Un salto

Tuesday, September 26, 2006

Esa noche

Sin poder conciliar el sueño, daba vueltas en el colchón viejo con resortes saliendo por sorpresa en distintos lugares. Los ruidos de la noche y el característico sonido del metal vibrante de las aspas del ventilador dominaban en el ambiente. La oscuridad no era completa. El tremendo calor hacía que el ventilador arrojara aire caliente con rachas de aire frío. Serían las 11 de la noche, aproximadamente.
Los pensamientos me inundaban la mente y me asaltaba la angustia al recordar los asuntos pendientes. Me tranquilizaba, de vez en cuando, con algún suceso gracioso del día o con alguna fantasía sexual con alguna de mis amigas.
El flujo mental de ideas no era claro. La noche está madurando.

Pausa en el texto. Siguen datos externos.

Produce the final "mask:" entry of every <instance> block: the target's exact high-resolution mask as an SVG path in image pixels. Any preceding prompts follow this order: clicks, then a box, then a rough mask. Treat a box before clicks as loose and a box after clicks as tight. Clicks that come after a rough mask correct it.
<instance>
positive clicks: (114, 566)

De pronto, recostado sobre mi izquierda, empiezo a sentir un zumbido que crecía poco a poco. El zumbido es interno, muy distinto al que se "escucha" al estar aturdido por el ruido. El zumbido se vuelve muy agudo; luego, percibo algo intermitente con un tono casi grave como si algo líquido chocara y produjera una leve explosión. Ambas sensaciones me hacen brincar. Abro los ojos, y me molesto conmigo mismo porque ya casi había conciliado el sueño. La manera en que estaba recostado me hizo escuchar el latido del corazón.

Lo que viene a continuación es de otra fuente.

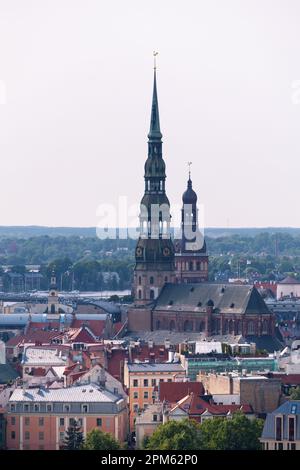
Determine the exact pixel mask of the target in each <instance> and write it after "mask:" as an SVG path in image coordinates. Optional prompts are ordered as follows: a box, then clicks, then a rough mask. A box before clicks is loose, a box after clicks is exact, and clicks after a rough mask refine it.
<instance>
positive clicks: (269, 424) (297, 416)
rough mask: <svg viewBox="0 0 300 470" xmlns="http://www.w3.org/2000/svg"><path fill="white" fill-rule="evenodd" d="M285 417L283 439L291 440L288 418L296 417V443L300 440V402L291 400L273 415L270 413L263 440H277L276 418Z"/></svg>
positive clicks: (266, 420)
mask: <svg viewBox="0 0 300 470" xmlns="http://www.w3.org/2000/svg"><path fill="white" fill-rule="evenodd" d="M277 415H279V416H283V433H282V438H283V439H284V440H290V439H289V430H288V417H289V416H295V418H296V423H297V421H298V425H297V424H296V426H295V438H294V440H295V441H299V440H300V426H299V417H300V400H289V401H286V402H284V403H283V404H282V405H280V406H279V407H278V408H277V409H276V410H274V411H273V412H272V413H268V415H267V418H266V420H265V424H264V429H263V432H262V439H274V440H275V429H276V426H275V418H276V416H277Z"/></svg>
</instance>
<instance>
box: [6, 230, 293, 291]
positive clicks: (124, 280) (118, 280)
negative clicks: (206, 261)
mask: <svg viewBox="0 0 300 470" xmlns="http://www.w3.org/2000/svg"><path fill="white" fill-rule="evenodd" d="M206 241H207V248H208V252H209V255H210V264H209V266H210V272H209V275H210V279H211V280H226V279H228V278H229V277H236V276H240V277H242V276H243V277H248V278H249V279H251V280H253V279H277V278H278V279H280V278H281V277H282V276H284V275H286V274H287V273H294V274H295V275H296V276H298V275H299V273H300V233H299V234H297V233H295V234H294V235H292V234H291V233H288V232H276V233H271V232H260V233H258V234H255V235H252V236H250V235H245V234H243V235H241V234H234V235H230V236H219V237H209V236H206ZM135 245H136V241H135V240H132V239H125V240H124V239H106V240H100V239H98V238H97V237H96V236H90V237H84V236H81V235H80V236H78V235H70V236H55V237H54V236H53V237H52V236H51V237H50V236H48V235H42V236H34V237H30V238H17V237H15V238H9V237H0V265H1V266H2V276H4V280H5V283H6V284H5V285H6V286H7V288H8V289H9V283H11V282H15V283H17V282H18V278H16V277H15V279H14V280H13V281H12V277H13V276H10V277H9V272H10V273H19V274H25V273H26V272H28V271H30V270H32V269H34V268H35V266H36V267H37V268H38V267H40V268H39V269H40V272H41V274H42V275H43V279H42V280H41V281H39V282H41V288H42V287H46V285H47V283H48V280H49V277H50V274H51V271H52V270H53V269H54V270H55V272H56V273H57V275H58V277H59V279H60V283H61V285H62V286H63V288H64V289H66V290H73V289H78V290H101V289H105V288H108V289H123V288H124V289H125V288H128V287H129V286H130V283H131V277H132V269H133V267H134V249H135ZM26 282H28V283H29V284H30V282H31V280H30V279H27V280H26ZM29 284H28V285H29Z"/></svg>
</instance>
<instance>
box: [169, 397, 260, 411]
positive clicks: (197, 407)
mask: <svg viewBox="0 0 300 470" xmlns="http://www.w3.org/2000/svg"><path fill="white" fill-rule="evenodd" d="M205 397H206V396H205V395H204V396H202V397H201V396H199V395H196V394H194V393H191V394H189V395H187V396H186V397H184V398H183V399H182V400H180V401H179V402H178V403H177V405H175V406H174V407H173V408H172V410H171V411H170V413H172V412H173V411H174V410H176V409H177V408H178V407H179V408H181V409H182V410H184V411H185V412H186V413H187V414H188V415H189V417H197V416H201V415H202V414H204V413H206V414H208V413H209V414H210V415H214V416H224V415H227V414H229V413H234V412H236V411H242V412H243V413H245V414H253V410H252V407H251V405H216V404H214V403H211V400H209V399H208V397H206V398H205Z"/></svg>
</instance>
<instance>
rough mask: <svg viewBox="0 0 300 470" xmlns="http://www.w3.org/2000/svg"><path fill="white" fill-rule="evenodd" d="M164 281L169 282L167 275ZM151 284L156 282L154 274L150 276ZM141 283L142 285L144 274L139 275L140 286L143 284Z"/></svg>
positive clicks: (150, 282)
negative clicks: (155, 280)
mask: <svg viewBox="0 0 300 470" xmlns="http://www.w3.org/2000/svg"><path fill="white" fill-rule="evenodd" d="M164 281H165V282H168V276H165V278H164ZM149 284H150V285H153V284H154V277H153V276H150V277H149ZM141 285H142V276H139V286H141Z"/></svg>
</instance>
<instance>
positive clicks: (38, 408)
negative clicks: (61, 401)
mask: <svg viewBox="0 0 300 470" xmlns="http://www.w3.org/2000/svg"><path fill="white" fill-rule="evenodd" d="M10 411H13V412H14V411H16V404H15V403H11V404H10ZM18 411H20V410H18ZM31 411H35V412H40V405H39V404H37V403H35V404H34V405H33V407H32V406H31V407H30V405H29V404H27V403H25V404H23V412H25V413H29V412H31ZM52 411H53V405H52V403H49V404H47V405H46V412H50V413H51V412H52ZM63 411H64V412H65V413H69V412H70V411H71V405H63ZM81 412H82V413H88V412H89V405H86V404H84V405H81Z"/></svg>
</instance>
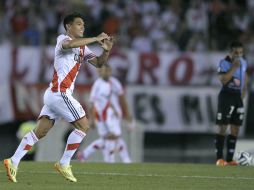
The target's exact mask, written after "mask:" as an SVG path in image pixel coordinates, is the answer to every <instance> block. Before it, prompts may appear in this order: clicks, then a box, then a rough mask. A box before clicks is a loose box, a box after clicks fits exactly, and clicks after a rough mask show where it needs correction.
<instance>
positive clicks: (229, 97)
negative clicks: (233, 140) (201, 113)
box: [216, 92, 244, 126]
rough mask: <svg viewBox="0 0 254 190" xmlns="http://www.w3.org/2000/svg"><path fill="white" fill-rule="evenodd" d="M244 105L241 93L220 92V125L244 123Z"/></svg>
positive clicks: (219, 99)
mask: <svg viewBox="0 0 254 190" xmlns="http://www.w3.org/2000/svg"><path fill="white" fill-rule="evenodd" d="M243 117H244V107H243V101H242V98H241V94H237V93H229V92H220V93H219V96H218V112H217V117H216V124H218V125H228V124H233V125H238V126H240V125H242V123H243Z"/></svg>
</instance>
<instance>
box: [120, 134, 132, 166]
mask: <svg viewBox="0 0 254 190" xmlns="http://www.w3.org/2000/svg"><path fill="white" fill-rule="evenodd" d="M117 150H118V152H119V155H120V157H121V159H122V161H123V162H124V163H130V162H131V159H130V156H129V153H128V150H127V146H126V144H125V142H124V140H123V139H122V138H120V139H119V140H118V141H117Z"/></svg>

Ahora, con una nueva preocupación, me pongo alerta para evitar escuchar mi corazón. Esto hace que tarde en dormirme.
Me quedo mirando fijamente la ventana. Otros recuerdos se apoderan de mi mente. Cierro los ojos para no ver los pedazos de luz tenue que entra por la ventana. Creo que sólo así podré dormir.
Otra vez abro los ojos; hacia donde están mis pies, fijo la mirada en la ventana que está frente a la cama y separada de ésta como a un metro de distancia. La oscuridad casi domina a la luz. He perdido la noción del tiempo y sólo sé que es de noche. La silueta de una maceta en la ventana capta mi atención. Más allá, afuera hacia los árboles, un bulto más oscuro se mueve. Esa sombra se acerca lentamente sin hacer ruido. No sé qué pensar y me siento en la cama esperando que llegue a la ventana.
Observo que el bulto toca la maceta, y la empieza a empujar lentamente. En ese momento, sobre la cama, me muevo hacia la ventana. Trato de distiguir qué es lo que está afuera.Al bajar de la cama, me tiro al suelo y me pongo en cuclillas. Camino el trecho a la ventana para tratar de sorprender a la cosa de afuera.
Distingo una mano humana.
Rápidamente, tomo esa mano y me pongo de pie. La mano es pequeña.
Con sorpresa y miedo, me doy cuenta se trata de una niña...
¡Qué cuernos hacía una niña a media noche fuera de la casa! ¿Acaso estaba jugando a tratar de asustarme? Si era eso, lo había conseguido.
Pero, ¿quién era esa niña?
La niña tendría como 8 o 9 años. Apenas se veía que traía un vestido de color claro, apenas perceptible en la oscuridad. Su mirada era traviesa e increédula a que hubiera sido cachada por mí. Sus rasgos eran meztizos, creo.
Para despejar dudas, y molesto por la acción de la niña, retuve con fuerza la mano de la niña para que no escapara. Por ser media noche, tendría que gritarle a mi madre, que se encontraba en el cuarto de enseguida, para que me escuchara y se despertara.
No pude gritar. No pude articular palabra. La niña me miraba fijamente y el terror empezó a invadirme. Me asustaba el hecho de no poder emitir ningún sonido excepto el de la garganta forzada como si me estuvieran ahorcando. Pensé que la niña me estaba haciendo algo para impedir mi objetivo.
Luché por lograr un grito y mi desesperación era más grande, sin embargo, yo seguía sosteniendo a la niña.
Sentí una mano en mi hombro derecho. Escuché la voz de mi madre que me llamaba y mi lucha continuaba.
Volteé a mi derecha y me deslumbro una luz azulácea. Miré a mi madre y yo seguía balbuceando. Regresé mi vista a la ventana, y me di cuenta que yo estaba recostado en la cama en posición rígida con las manos sobre mi pecho.
Todo había sido una pesadilla.
La porción de cielo que se alcanzaba a ver mostraba el alba. Eran alrededor de las 6 de la mañana.
Mi madre me preguntó que si qué había soñado. Y yo, sin distinguir todavía entre el sueño y la realidad, comencé mi relato de la pesadilla. Me fui calmando.